Wed Mar 7 20:10:29 GMT 2007

On Wed, 2007-03-07 at 08:44 +0100, Raphaël Jacquot wrote:
> Nick Whitelegg wrote:
> > On Wednesday 07 Mar 2007 00:39, Nick Whitelegg wrote:
> >> Has anyone encountered this? I just can't get it to run. (latest SVN
> >> version)
> > 
> > I think I figured this out after posting, but by that time I'd gone to bed :-) 
> > It's using up too much memory - the array of 35 million nodes and segments is 
> > more than my Bytemark VM can handle. It looks like osm2pgsql.c will need a 
> > rewrite so that it uses a std::map rather than array.
> 
> no, it's just doing things the wrong way.
> the real solution is to use the functionnalities of the db server 
> (storing arrays of things and allowing fetching them fast) to do it. 
> loading everything in ram is the opposite of what should be done.
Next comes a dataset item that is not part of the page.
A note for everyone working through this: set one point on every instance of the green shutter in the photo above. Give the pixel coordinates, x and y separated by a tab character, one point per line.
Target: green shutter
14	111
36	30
That is certainly an approach which would work. Unfortunately it would
take a fair amount of effort to re-code the relevant sections of
osm2pgsql. It would also involve create a direct database connection
from the program with the DB instead of the indirect SQL output which it
does now.

I think you are overstating your position to say that the current
approach is the 'wrong way'. It has been working reasonably well for
several people for the past few months. As with many things, there are
trade offs to be made. 

> > Incidentally, before I spend too much time on this, would the PostGIS approach 
> > of storing the whole of the UK (with appropriate caching of generated images) 
> > on the Bytemark VM be feasible, given that I only have 160MB available, or 
> > would I be better off with the original plan of fetching .osm data in smaller 
> > tiles from the live OSM server, generating images on the fly and caching them 
> > for, say a month?

That sounds reasonable, but one of the design assumptions that the
current code makes is that the dataset is 'dense' i.e. most nodes,
segment and way IDs exist and have data. This is why the current code
uses static arrays for these which is more efficient than a dynamic
structure (e.g. std::map). If however we assumed however a sparse data
set then some dynamic storage system for nodes/segments/ways would be
more efficient. 

Given the current design this means that even if you cut down the OSM
file size you will not save much memory. 

I may take a look at integrating the direct DB storage for intermediate
data, but I won't promise any timescales.

	Jon